Você encontra com o seu grupo em frente a uma clínica médica. Cada
cliente ou empregado que passa pela porta faz vocês gritarem seus
slogans mais alto. Eles não parecem se incomodar muito. De repente
um amontoado de pessoas começa a sair correndo do prédio. Eles
gritam. Após um momento de medo você entende a situação. Nas suas
caras não há raiva, apenas medo. A clínica está pegando fogo! Uma
mulher vem em sua direção gritando que o seu bebê ficou lá
dentro. Você corre para a clínica enquanto o fogo se espalha. Um
grito contínuo vem de um quarto. Um chute para abrir a porta e você
vê, de um lado, um bebê chorando, de outro alguns tubos cuja
etiqueta indica se tratarem de embriões. Sem hesitar você pega a
criança e deixa os embriões. Quando você sai do prédio em chamas
a mãe do bebê se aproxima numa atitude subserviente de gratidão.
Você não consegue evitar o clichê para mitigar o desconforto de
ser tratado como um herói. Eu só fiz o que qualquer um faria.
Uma
noite de sábado amena. O céu está cheio de estrelas. É uma noite
perfeita para encontrar os amigos e celebrar a vida. É por isso que
você, apesar de se sentir um pouco enjoada, decide sair de casa.

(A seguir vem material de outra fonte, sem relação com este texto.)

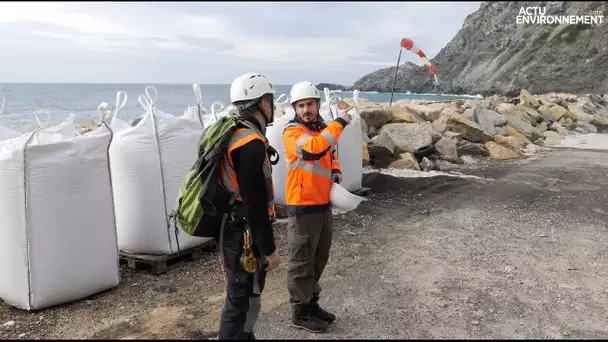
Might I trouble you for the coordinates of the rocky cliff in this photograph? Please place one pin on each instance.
(493, 54)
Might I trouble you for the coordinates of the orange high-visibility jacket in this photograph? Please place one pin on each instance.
(311, 159)
(242, 136)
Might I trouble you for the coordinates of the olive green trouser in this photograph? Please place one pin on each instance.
(310, 237)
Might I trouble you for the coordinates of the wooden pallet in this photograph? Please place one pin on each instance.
(159, 264)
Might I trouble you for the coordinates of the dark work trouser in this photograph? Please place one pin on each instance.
(243, 302)
(310, 237)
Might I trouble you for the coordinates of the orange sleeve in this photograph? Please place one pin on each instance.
(307, 147)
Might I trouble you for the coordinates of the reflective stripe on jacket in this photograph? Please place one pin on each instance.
(242, 136)
(311, 160)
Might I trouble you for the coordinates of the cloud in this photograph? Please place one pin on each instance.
(214, 42)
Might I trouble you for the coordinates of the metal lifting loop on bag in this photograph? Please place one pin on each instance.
(213, 111)
(48, 117)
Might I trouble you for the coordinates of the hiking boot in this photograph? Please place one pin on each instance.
(303, 319)
(316, 310)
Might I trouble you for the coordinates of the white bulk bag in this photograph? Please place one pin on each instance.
(274, 134)
(57, 224)
(349, 145)
(148, 163)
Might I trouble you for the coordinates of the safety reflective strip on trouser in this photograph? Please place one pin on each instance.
(312, 168)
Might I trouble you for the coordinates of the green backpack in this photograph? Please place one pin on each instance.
(202, 200)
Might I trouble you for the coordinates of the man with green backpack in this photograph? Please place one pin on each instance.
(229, 195)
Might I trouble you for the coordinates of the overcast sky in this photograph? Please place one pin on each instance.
(214, 42)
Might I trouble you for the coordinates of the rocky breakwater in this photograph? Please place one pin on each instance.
(426, 135)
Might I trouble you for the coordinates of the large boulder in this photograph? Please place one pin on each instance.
(510, 131)
(555, 111)
(510, 142)
(365, 153)
(586, 127)
(523, 127)
(578, 113)
(379, 157)
(469, 114)
(384, 140)
(551, 138)
(430, 112)
(407, 137)
(468, 129)
(473, 149)
(500, 152)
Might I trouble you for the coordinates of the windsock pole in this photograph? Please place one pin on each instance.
(395, 79)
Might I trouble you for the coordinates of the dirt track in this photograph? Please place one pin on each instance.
(519, 253)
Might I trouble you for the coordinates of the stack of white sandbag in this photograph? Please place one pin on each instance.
(274, 134)
(57, 224)
(148, 163)
(349, 145)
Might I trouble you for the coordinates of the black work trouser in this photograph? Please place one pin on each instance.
(243, 302)
(310, 238)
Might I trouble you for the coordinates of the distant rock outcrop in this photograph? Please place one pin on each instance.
(331, 86)
(492, 54)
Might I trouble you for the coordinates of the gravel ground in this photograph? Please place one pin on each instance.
(518, 253)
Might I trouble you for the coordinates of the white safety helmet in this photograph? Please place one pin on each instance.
(304, 90)
(250, 86)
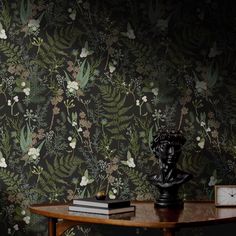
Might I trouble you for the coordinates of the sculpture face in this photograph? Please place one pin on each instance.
(168, 152)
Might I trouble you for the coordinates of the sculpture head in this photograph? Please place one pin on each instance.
(167, 146)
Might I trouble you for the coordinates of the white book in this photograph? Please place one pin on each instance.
(97, 210)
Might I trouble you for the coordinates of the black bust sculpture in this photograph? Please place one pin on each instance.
(167, 146)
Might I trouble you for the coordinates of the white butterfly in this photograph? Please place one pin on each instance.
(130, 161)
(2, 33)
(85, 51)
(130, 32)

A
noitada é longa. Você fala, ri, bebe e fuma bastante, tanto em
qualidade quanto em quantidade. Quando você finalmente está
voltando para casa aquela pequena náusea reaparece de maneira
poderosa. O hospital se apresenta como um destino inevitável. Há um
branco na sua memória. Na manhã seguinte, após identificar os
lençóis brancos entre paredes brancas você se lembra de ter ido a
um hospital, nada além disso. Um médico aparece para te dar algumas
informações. Ele escolhe as palavras com cuidado para informar que
você sofreu um aborto na noite passada. Você diz que não sabia da
gravidez. Sem fazer concessões por educação, ele coloca a
responsabilidade do problema no seu comportamento excessivo. Você se
sente culpada. Para mitigar o desconforto de ser uma vilã você
repete um clichê para si mesma. Se eu soubesse eu cuidaria do bebê.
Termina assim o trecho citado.